Ternyata mereka adalah orang-orang miskin. Melihat fenomena itu, Nabi SAW wajahnya menjadi merah, karena merasa empati, iba dan kasihan. Beliau lalu memerintahkan kepada sahabat yang bernama bilal agar mengumandangkan adzan dan iqamah untuk melakukan shalat jama’ah. Setelah selesai jama’ah shalat, Nabi SAW kenudian berpidato, yang inti
pidatonya adalah menganjurkan agar bertaqwa kepada Allah SWT dan mau menginfaqkan sebagian hartanya untuk sekelompok orang-orang miskin tersebut.
Mendengar anjuran itu, maka salah seorang dari sahabat Anshar lalu keluar membawa satu kantong bahan makanan dan diberikan kepada mereka. Ternyata yang dilakukan oleh Anshar itu kemudian diikuti oleh para sahabat yang lain. Maka kemudian Nabi bersabda :
Dari asbabul wurud tersebut, as-Suyuthi menyimpulkan bahwa yang dimaksud sunnah dalam hadis tersebut adalah sunnah yang baik.

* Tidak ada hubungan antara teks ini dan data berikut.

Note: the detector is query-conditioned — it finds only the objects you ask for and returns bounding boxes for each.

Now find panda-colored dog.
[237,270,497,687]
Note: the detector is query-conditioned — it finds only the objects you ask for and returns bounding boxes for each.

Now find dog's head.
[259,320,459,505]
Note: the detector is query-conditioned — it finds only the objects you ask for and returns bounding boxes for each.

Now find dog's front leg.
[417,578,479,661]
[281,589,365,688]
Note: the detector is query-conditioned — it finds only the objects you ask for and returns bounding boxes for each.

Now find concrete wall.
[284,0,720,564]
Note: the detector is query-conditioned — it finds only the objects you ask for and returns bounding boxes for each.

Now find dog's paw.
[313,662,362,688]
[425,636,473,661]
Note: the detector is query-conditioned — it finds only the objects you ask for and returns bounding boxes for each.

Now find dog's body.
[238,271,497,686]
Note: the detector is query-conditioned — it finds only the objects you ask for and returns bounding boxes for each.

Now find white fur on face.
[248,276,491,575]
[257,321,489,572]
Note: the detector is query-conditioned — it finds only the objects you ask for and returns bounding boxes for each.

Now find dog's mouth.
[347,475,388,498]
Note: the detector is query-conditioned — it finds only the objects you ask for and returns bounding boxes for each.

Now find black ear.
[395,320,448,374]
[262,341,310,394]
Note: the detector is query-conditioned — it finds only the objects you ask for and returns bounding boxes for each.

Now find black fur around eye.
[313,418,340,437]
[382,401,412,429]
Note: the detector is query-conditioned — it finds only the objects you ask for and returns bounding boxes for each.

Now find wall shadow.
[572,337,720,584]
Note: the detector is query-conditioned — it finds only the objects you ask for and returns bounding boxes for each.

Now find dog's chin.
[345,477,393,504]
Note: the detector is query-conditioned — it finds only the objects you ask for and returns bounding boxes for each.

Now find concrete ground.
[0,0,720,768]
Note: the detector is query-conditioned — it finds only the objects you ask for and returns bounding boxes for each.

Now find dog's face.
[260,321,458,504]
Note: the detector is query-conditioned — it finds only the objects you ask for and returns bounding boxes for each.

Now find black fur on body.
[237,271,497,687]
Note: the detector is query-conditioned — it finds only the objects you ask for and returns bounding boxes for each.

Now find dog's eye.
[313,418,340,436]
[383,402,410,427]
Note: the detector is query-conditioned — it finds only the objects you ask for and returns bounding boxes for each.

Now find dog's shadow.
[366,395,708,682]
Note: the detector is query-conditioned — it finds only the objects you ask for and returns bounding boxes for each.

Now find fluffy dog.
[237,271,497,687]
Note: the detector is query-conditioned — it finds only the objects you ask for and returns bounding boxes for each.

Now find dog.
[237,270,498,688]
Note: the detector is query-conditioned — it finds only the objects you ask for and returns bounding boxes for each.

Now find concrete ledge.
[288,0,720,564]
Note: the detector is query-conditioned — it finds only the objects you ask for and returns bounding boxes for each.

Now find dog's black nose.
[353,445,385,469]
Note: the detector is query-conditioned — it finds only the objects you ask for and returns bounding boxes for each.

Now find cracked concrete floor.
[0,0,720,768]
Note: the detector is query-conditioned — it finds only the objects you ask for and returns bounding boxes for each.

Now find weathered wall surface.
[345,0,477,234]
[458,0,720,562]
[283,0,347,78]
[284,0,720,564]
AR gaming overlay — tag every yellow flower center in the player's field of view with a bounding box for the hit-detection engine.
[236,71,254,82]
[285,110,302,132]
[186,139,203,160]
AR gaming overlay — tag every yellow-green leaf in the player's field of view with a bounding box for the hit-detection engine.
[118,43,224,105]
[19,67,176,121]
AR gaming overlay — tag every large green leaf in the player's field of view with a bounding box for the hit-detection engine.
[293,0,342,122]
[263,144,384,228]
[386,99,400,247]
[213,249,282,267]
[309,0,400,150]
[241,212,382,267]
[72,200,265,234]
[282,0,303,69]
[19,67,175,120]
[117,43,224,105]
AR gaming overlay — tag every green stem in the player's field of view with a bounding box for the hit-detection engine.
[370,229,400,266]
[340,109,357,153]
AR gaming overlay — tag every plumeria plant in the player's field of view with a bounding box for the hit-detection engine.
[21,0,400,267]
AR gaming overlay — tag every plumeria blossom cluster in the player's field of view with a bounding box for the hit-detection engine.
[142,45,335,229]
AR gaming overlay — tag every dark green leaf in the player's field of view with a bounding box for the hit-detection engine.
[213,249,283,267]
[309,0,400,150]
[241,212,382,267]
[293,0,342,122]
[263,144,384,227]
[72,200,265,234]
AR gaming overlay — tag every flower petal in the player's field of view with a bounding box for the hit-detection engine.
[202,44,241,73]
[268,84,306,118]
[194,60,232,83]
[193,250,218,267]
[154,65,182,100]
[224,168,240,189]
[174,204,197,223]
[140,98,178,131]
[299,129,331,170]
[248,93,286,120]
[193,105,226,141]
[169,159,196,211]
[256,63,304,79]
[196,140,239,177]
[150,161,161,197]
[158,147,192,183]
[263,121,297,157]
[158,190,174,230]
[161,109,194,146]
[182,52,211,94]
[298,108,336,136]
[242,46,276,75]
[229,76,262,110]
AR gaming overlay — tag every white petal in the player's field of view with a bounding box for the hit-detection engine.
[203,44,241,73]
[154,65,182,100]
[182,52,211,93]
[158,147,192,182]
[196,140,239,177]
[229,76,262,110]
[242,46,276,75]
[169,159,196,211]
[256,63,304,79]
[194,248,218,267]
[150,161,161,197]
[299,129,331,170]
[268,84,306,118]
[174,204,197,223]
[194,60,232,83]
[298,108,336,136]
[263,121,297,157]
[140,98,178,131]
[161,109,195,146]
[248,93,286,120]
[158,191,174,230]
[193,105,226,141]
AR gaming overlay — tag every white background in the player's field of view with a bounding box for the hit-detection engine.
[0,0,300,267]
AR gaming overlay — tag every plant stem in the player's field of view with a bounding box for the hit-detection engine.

Adapun cara mengetahui asbabul wurudnya sebuah hadis adalah dengan melihat aspek riwayat atau sejarah yang berkaitan dengan peristiwa wurudnya hadis, sebab-sebab wurudnya hadis, ada yang sudah tercantum pada matan hadis itu sendiri, ada yang tercantum pada matan hadis lain. Dalam hal tidak tercantum, maka ditelusuri melalui riwayat atau sejarah atas dasar pemberitaan para sahabat.